For the first time in a general election, any voter can use an absentee ballot — a temporary measure during the COVID-19 pandemic.
“There’s going to be 10, 20 times more absentee ballots than we’ve ever had before, and we want to put everybody’s mind at ease and give the registrars all the flexibility they need and make sure we can count these votes on a timely and accurate basis,” Lamont said.
Sen. Cathy Osten, D-Sprague, the co-chair of the Appropriations Committee, said none of the school projects in the bill requires immediate funding, but Lamont said in a hastily called news conference Friday afternoon that it was important to lock in the size of the school bonding now.
Osten has an item on the list: A measure to codify state rules for hemp agriculture. Temporary regulations are expiring, and businesses must shut down without state or federal legislation by Oct. 31, she said.
A farm in Ledyard, part of her district in eastern Connecticut, was the first permitted to grow hemp. About 50 others have followed suit, she said.
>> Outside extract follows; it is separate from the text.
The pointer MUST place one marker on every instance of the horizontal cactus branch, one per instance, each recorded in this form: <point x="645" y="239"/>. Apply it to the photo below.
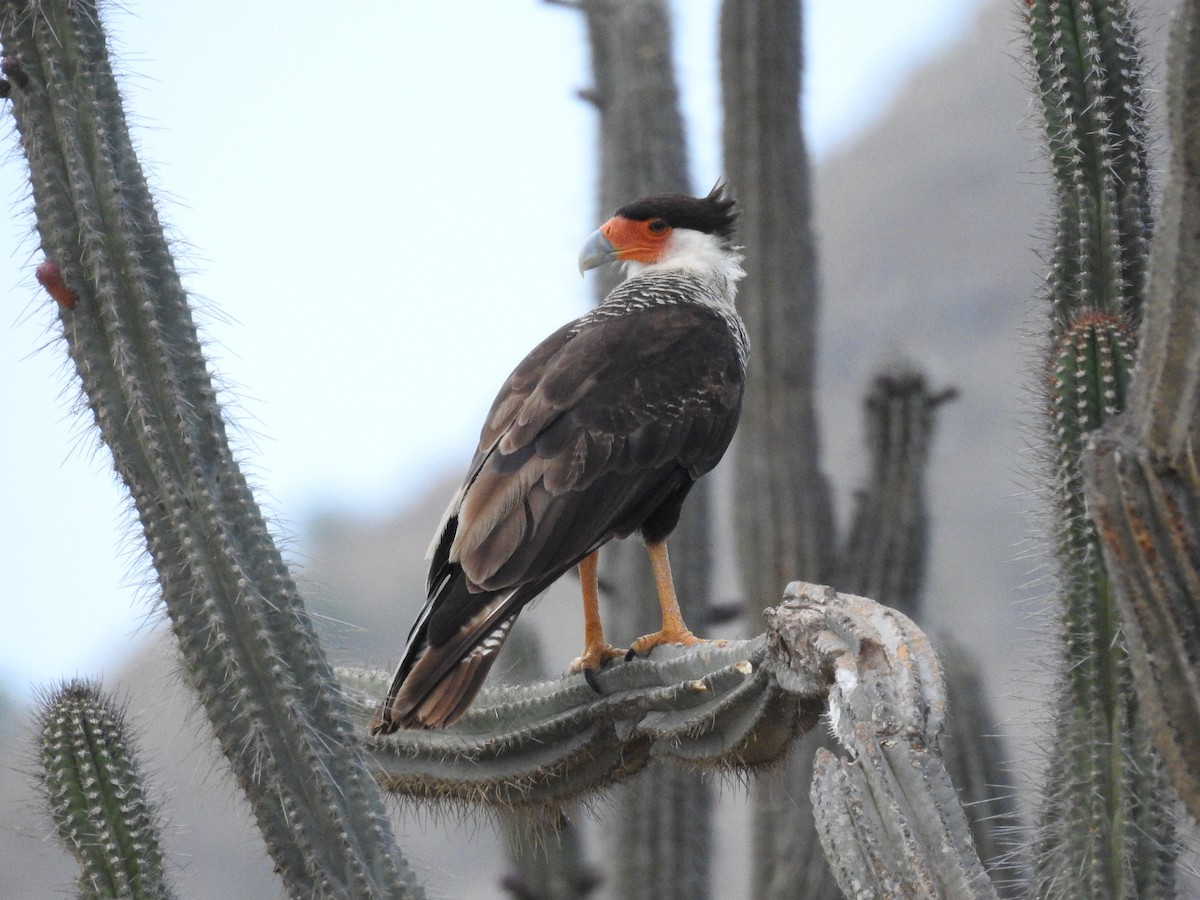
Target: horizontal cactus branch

“It’s not a booming business yet, but it’s not going to be booming at all if we shut it down in its infancy,” Osten said.
Under a separate call, lawmakers also are expected to confirm the judicial nominations of a Supreme Court justice and three Appellate Court judges. All four are serving on an interim basis after being appointed in July, when the legislature was not in session. A vote before the regular session was not necessary.
The legislature’s Judiciary Committee is expected to meet Wednesday on the four judicial nominations: Christine E. Keller to the Supreme Court and Joan K. Alexander, José A. Suarez and Melanie L. Cradle to the Appellate Court.
The House is expected to come in on Wednesday and the Senate on Friday.
The prevailing-wage measure is a new version of a bill that died from inaction when the General Assembly suspended its regular session in March and never resumed before its constitutional adjournment deadline in May.
It would codify in state law how the prevailing wage is calculated in Connecticut, essentially by giving the state some distance from federal control.
The state Department of Labor updates the prevailing wage rates every July 1st, but they must be finalized by the U.S. Department of Labor. Trade unions and contractors both supported the measure, saying federal inaction has led to administrative delays and confusion.
“It’s not meant to arbitrarily raise wages. It’s meant to simply protect the law as it is in practice today as a preventive measure,” the Berlin Steel Construction Company told lawmakers in written testimony in March.
But the Connecticut Conference of Municipalities and the Council of Small Towns, who complain that the prevailing wage drives up the costs of construction in public works, viewed the measure less benignly.
CCM asked the legislature to complete a detailed fiscal analysis of how the bill would affect cities and towns, and COST declared itself in opposition.
“Under this proposal, prevailing wage rates must be in lockstep with wage rates dictated by union contracts, which will significantly increase costs for state and municipal projects,” said Betsy Gara, executive director of COST.